Jesús es el que recuerda las promesas. Él suplica a Dios en nuestro favor, y su súplica es la promesa divina. «Hizo intercesión por los transgresores.» El Señor ha hecho muchas buenas cosas a nuestro favor, y nosotros podemos venir a Él pidiéndole estas cosas, y para que nuestra súplica se pueda realizar bajo las circunstancias más favorables el mismo Señor Jesús se convierte en Intercesor nuestro. Por causa de Sión no deniega su paz, sino que día y noche se acuerda del pacto eterno y de la sangre mediante la cual fue sellado y ratificado. Detrás de cada una de las promesas está el Sumo Sacerdote, vivo, suplicando y prevaleciendo a favor de sus hijos. Puede que a nosotros se nos olvide la fiel promesa, pero a Él no. Él presentará el incienso de su mérito y la intercesión ante Dios a nuestro favor, en aquel lugar detrás del velo donde ejerce una intercesión omnipotente.

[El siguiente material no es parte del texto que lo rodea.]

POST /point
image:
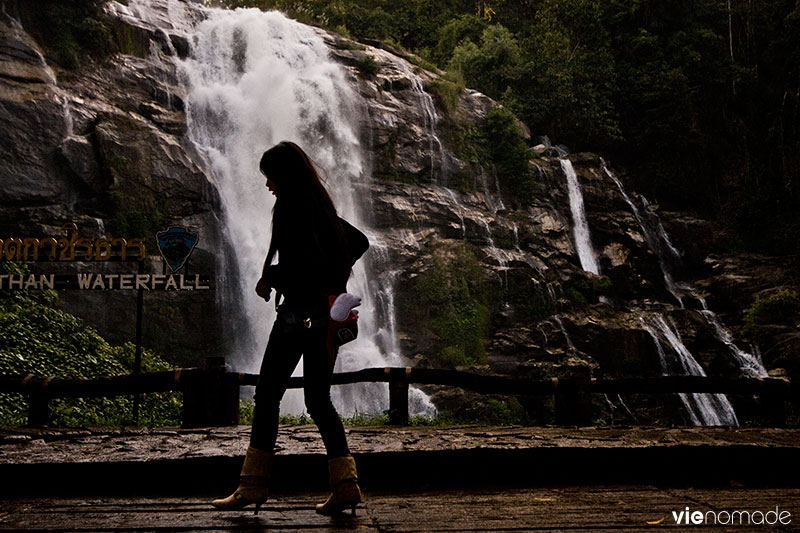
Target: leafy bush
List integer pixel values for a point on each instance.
(37, 338)
(450, 300)
(447, 91)
(510, 155)
(71, 28)
(367, 66)
(779, 308)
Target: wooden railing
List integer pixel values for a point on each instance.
(211, 394)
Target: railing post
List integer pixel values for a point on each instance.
(398, 395)
(211, 396)
(773, 408)
(574, 398)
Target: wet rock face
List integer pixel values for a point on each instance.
(98, 145)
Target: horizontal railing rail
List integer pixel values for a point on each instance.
(211, 394)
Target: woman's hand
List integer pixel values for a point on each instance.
(263, 289)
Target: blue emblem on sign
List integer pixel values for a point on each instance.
(176, 245)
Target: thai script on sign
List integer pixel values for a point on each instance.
(70, 248)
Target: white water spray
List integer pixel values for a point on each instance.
(580, 227)
(659, 242)
(676, 360)
(255, 79)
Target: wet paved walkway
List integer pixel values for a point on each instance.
(36, 445)
(580, 509)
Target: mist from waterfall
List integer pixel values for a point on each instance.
(580, 227)
(676, 360)
(659, 242)
(254, 79)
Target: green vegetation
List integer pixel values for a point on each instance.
(447, 90)
(368, 67)
(69, 28)
(779, 308)
(39, 339)
(450, 299)
(694, 98)
(588, 290)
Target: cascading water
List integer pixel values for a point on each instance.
(580, 227)
(254, 79)
(749, 363)
(431, 120)
(676, 360)
(659, 242)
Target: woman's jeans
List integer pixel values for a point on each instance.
(285, 346)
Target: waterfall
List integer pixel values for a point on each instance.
(676, 360)
(253, 79)
(580, 228)
(431, 120)
(749, 364)
(659, 242)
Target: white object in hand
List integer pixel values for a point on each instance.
(343, 304)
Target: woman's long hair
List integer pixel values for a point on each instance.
(305, 225)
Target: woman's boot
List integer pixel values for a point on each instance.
(344, 482)
(252, 482)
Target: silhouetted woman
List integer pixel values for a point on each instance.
(316, 251)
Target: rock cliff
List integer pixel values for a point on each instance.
(106, 146)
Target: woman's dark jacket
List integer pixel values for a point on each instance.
(307, 272)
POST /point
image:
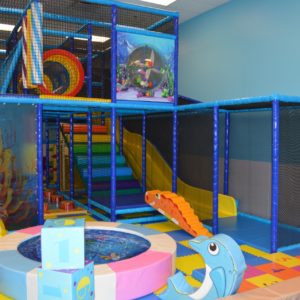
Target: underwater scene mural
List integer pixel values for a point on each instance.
(145, 68)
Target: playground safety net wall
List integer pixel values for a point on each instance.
(80, 28)
(289, 171)
(18, 179)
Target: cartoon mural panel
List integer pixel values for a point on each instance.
(145, 68)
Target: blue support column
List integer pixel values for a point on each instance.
(90, 62)
(226, 153)
(90, 158)
(144, 155)
(58, 153)
(113, 111)
(71, 156)
(39, 142)
(121, 135)
(215, 228)
(47, 156)
(175, 115)
(275, 173)
(72, 45)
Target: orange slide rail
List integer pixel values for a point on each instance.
(178, 210)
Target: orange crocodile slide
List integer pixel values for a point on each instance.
(178, 210)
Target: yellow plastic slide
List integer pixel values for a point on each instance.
(159, 176)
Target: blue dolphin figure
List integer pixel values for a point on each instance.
(225, 267)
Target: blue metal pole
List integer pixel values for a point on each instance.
(175, 115)
(226, 153)
(215, 228)
(113, 111)
(90, 158)
(90, 62)
(58, 153)
(103, 84)
(71, 156)
(275, 173)
(39, 137)
(47, 157)
(72, 45)
(121, 135)
(144, 154)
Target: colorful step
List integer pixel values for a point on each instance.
(106, 172)
(83, 138)
(178, 210)
(124, 184)
(101, 160)
(128, 191)
(83, 128)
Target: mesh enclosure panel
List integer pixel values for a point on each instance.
(289, 173)
(250, 162)
(195, 155)
(194, 144)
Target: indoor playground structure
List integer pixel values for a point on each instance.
(91, 125)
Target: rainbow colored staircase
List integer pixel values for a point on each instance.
(130, 204)
(178, 210)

Jesús es el Cumplidor de las promesas. Su primera venida trajo consigo la mayor parte de las bendiciones que el Señor había ordenado por adelantado para los suyos, y la segunda nos traerá el resto. Nuestras riquezas espirituales están unidas con su persona, siempre adorable. Porque Él vive nosotros también viviremos, y porque Él reina nosotros también reinaremos. Porque Él es aceptado nosotros también lo seremos. Pronto, cuando Él se manifieste, también lo seremos nosotros, y gracias a su triunfo triunfaremos también nosotros. Seremos glorificados en su gloria. Él es el Alfa y la Omega de las promesas de Dios y en Él hemos encontrado la vida como pecadores y en Él encontraremos la gloria como santos. Si Él no hubiese resucitado, vana sería nuestra fe, y si no viene una segunda vez nuestra esperanza no es otra cosa que un mero espejismo, pero gracias a que ha resucitado de los muertos nosotros somos justificados, y debido a que Él habrá de venir, rodeado por la gloria del Padre, también nosotros seremos glorificados.

Lector, ¿qué tienes tu que ver con Cristo?

Todo dependerá de la respuesta que des a esta pregunta. ¿Confías tú solamente en Él? Entonces el Señor ha prometido bendecirte y hacerte bien, y Él te sorprenderá por el modo en que lo hará. Nada es demasiado bueno para el Padre a la hora de dar al hombre que se deleita en su Hijo Jesús.

Por otro lado, ¿confías tú en lo que tú haces, en tus sentimientos, en tus oraciones y en las ceremonias? Si es así estás bajo las obras de la ley y, por tanto, bajo la maldición. Fíjate en lo que dijimos con anterioridad acerca de la semilla de Agar, la esclava, y adivina cuál será la suerte que te espera. ¡Oh, que estuvieses dispuesto a dejar la casa de la esclavitud y huyeses a buscar refugio a la casa de la gracia, que es gratuita, y te convirtieses en uno al cual pudiese Dios bendecir!

¡Según la promesa!

¡Que Dios te conceda su gran favor por amor del Señor Jesucristo! Amén.